Consultations and reviews were carried out by the Institute of Art History of the Academy of Sciences of the USSR, the Institute of the History of Material Culture of the Academy of Sciences of the USSR, the Ancient Orient Sector of the Institute of Oriental Studies of the Academy of Sciences of the USSR, the Institute of the History of Georgian Art of the Academy of Sciences of the Georgian SSR, the Institute of Architecture and Art of the Academy of Sciences of the Azerbaijan SSR, the Sector of the History of Arts of the Academy Sciences of the Armenian SSR, Institute of Theory and History of Architecture of the USSR Academy of Architecture, Department of Art History of Moscow State University. M. V. Lomonosov, Moscow State Art Institute. V.I. Surikov and the Institute of Painting, Sculpture and Architecture named after. I. E. Repin, State Hermitage Museum, State Museum of Fine Arts. A. S. Pushkin, Museum of Oriental Cultures, State Museum of Arts of Georgia.

The editorial board expresses gratitude to the scientists who provided great assistance with their advice and criticism in the preparation of the first volume: M. V. Alpatov, Sh. Ya. Amiranashvili, B. N. Arakelyan, M. I. Artamonov, A. V. Bank, V. D. Blavatsky, A. Ya. Bryusov, Wang Xun, A. I. Voshchinina, O. N. Glukhareva, Guo Bao-jun, I. M. Dyakonov, A. A. Jessen, R. V. Kinzhalov, T. N. Knipovich, M. M. Kobylina, M. N. Krechetova, V. N. Lazarev, M. I. Maksimova, V. K. Nikolsky, A. P. Okladnikov, V. V. Pavlov, A. A. Peredolskaya, B. B. Piotrovsky, V. V. Struve, Xia Nai, Tang Lan, S. P. Tolstov, K. V. Trever, S. I. Tyulyaev, N.D. Flittner, Han Shou-xuan, Chen Meng-chia.

Primitive art

Origin of art

N. Dmitriev

Art as a special area of ​​human activity, with its own independent tasks, special qualities, served by professional artists, became possible only on the basis of the division of labor. Engels says about this: “... the creation of arts and sciences - all this was possible only with the help of an enhanced division of labor, which was based on a large division of labor between the masses engaged in simple physical labor and the privileged few who manage the work, engage in trade, state affairs, and later also science and art. The simplest, completely spontaneously formed form of this division of labor was precisely slavery" ( F. Engels, Anti-Dühring, 1951, p. 170).

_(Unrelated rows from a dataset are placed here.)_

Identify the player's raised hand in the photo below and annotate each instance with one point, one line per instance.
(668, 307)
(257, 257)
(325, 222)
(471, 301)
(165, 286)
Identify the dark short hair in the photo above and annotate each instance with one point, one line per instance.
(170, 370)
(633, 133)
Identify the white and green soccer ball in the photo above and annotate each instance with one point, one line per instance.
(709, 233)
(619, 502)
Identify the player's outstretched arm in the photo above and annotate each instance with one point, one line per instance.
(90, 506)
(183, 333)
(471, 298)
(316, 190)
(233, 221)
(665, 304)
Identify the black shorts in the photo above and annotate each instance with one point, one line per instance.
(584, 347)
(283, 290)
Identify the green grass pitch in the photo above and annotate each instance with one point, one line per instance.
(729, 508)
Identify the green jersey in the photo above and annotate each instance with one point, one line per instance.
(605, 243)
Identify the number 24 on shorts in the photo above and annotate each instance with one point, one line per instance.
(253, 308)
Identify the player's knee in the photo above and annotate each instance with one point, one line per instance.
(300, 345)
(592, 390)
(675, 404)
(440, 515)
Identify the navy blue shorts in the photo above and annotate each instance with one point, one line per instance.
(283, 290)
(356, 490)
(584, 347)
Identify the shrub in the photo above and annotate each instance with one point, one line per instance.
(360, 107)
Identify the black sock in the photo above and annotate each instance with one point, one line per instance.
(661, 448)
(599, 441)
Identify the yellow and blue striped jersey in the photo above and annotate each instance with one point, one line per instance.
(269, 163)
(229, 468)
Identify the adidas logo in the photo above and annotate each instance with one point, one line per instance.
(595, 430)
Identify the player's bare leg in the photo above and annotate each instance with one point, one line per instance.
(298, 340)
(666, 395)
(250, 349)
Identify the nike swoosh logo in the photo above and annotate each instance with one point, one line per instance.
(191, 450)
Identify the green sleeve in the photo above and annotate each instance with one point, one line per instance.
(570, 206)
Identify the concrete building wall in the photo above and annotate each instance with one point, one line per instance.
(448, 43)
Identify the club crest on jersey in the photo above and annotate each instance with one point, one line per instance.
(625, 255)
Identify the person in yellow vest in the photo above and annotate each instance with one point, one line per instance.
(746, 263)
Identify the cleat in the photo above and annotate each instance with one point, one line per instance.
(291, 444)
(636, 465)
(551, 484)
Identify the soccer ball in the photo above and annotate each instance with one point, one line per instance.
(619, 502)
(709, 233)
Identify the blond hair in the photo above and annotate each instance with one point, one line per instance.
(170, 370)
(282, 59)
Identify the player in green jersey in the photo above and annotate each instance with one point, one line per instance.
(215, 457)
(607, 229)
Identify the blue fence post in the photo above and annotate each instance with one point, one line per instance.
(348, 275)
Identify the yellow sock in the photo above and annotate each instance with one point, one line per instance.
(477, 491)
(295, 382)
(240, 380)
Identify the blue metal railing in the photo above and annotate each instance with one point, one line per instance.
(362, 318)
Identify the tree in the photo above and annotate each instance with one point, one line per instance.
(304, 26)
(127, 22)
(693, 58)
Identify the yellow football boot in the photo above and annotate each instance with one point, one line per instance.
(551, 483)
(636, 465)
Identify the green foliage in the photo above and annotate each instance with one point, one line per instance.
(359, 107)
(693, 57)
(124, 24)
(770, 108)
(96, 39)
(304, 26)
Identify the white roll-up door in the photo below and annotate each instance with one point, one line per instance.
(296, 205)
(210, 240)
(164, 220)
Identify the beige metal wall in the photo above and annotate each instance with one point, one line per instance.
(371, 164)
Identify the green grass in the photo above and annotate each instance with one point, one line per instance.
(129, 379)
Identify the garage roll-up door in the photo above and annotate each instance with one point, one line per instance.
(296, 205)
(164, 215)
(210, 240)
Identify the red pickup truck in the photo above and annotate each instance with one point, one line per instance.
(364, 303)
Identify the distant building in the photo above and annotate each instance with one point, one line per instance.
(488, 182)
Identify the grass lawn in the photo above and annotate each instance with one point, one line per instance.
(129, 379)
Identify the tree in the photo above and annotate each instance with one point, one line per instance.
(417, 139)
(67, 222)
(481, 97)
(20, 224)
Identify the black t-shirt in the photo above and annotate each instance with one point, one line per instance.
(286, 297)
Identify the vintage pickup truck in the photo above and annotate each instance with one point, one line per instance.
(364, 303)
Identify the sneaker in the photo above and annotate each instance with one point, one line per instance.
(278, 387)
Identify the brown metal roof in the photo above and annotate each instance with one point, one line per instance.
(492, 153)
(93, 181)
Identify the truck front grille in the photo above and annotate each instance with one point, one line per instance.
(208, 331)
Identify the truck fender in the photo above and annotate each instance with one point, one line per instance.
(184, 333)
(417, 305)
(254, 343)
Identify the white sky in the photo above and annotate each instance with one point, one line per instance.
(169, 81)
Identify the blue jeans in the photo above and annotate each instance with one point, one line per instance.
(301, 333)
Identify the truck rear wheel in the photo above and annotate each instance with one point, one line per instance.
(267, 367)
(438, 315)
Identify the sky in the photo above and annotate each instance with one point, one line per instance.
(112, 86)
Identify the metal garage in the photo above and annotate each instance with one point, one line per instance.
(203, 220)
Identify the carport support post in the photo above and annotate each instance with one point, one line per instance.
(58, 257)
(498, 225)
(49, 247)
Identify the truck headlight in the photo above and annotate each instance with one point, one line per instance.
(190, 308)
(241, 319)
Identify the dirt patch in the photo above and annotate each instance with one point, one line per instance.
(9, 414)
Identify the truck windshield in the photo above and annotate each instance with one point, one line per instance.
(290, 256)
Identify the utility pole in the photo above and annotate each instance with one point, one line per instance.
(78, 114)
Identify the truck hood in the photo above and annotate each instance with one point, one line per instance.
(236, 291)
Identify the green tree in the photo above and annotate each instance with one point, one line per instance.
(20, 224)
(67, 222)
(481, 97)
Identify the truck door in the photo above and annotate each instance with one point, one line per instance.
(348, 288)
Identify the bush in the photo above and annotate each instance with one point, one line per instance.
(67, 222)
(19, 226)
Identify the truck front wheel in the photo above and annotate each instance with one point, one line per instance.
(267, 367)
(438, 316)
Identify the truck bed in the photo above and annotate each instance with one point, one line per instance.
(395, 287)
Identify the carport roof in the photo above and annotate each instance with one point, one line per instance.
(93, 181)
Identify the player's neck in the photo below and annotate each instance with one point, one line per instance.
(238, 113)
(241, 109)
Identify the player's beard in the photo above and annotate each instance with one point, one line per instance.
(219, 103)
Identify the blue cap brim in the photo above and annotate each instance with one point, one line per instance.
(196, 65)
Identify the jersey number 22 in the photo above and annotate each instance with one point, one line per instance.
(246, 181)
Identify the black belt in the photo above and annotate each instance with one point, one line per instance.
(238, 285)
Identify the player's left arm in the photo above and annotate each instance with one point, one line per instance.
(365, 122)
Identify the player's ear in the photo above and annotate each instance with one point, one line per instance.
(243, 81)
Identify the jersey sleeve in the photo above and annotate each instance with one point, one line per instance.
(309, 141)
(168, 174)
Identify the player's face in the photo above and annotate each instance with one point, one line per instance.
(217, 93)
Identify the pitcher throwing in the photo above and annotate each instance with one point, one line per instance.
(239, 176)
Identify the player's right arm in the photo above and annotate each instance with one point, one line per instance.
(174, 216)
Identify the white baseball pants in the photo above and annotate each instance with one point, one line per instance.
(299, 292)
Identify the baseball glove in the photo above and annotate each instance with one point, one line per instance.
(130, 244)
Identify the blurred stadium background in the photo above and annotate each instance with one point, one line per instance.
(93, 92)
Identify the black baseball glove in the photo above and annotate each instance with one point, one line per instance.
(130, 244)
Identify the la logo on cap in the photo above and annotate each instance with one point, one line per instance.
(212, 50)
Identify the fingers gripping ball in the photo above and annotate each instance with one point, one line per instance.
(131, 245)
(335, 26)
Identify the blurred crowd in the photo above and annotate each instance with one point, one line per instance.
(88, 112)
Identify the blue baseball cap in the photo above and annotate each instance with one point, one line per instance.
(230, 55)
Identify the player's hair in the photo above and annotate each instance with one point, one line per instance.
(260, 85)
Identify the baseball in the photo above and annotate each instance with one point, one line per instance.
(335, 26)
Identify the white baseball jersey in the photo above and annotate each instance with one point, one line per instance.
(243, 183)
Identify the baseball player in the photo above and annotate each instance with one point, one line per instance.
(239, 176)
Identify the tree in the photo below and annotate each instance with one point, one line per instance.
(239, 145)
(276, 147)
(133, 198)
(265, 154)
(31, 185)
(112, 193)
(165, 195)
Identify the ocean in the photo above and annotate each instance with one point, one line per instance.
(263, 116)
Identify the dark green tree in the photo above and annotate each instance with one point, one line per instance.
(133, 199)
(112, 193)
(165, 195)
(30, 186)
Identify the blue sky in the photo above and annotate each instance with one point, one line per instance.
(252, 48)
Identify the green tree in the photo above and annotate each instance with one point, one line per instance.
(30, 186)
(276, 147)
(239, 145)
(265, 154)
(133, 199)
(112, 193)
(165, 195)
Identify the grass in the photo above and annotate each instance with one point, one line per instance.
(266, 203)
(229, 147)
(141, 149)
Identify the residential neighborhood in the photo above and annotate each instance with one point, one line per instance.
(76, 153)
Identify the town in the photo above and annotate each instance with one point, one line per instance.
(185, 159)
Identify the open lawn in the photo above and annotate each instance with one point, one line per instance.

But since artistic activity is a unique form of knowledge and creative work, its origins are much more ancient, since people worked and in the process of this work learned about the world around them long before the division of society into classes. Archaeological discoveries over the past hundred years have revealed numerous works of visual creativity of primitive man, the age of which is estimated at tens of thousands of years. These are rock paintings; figurines made of stone and bone; images and ornamental patterns carved on pieces of deer antlers or on stone slabs. They are found in Europe, Asia, and Africa. These are works that appeared long before a conscious idea of ​​artistic creativity could arise. Many of them, reproducing mainly figures of animals - deer, bison, wild horses, mammoths - are so vital, so expressive and true to nature that they are not only precious historical monuments, but also retain their artistic power to this day.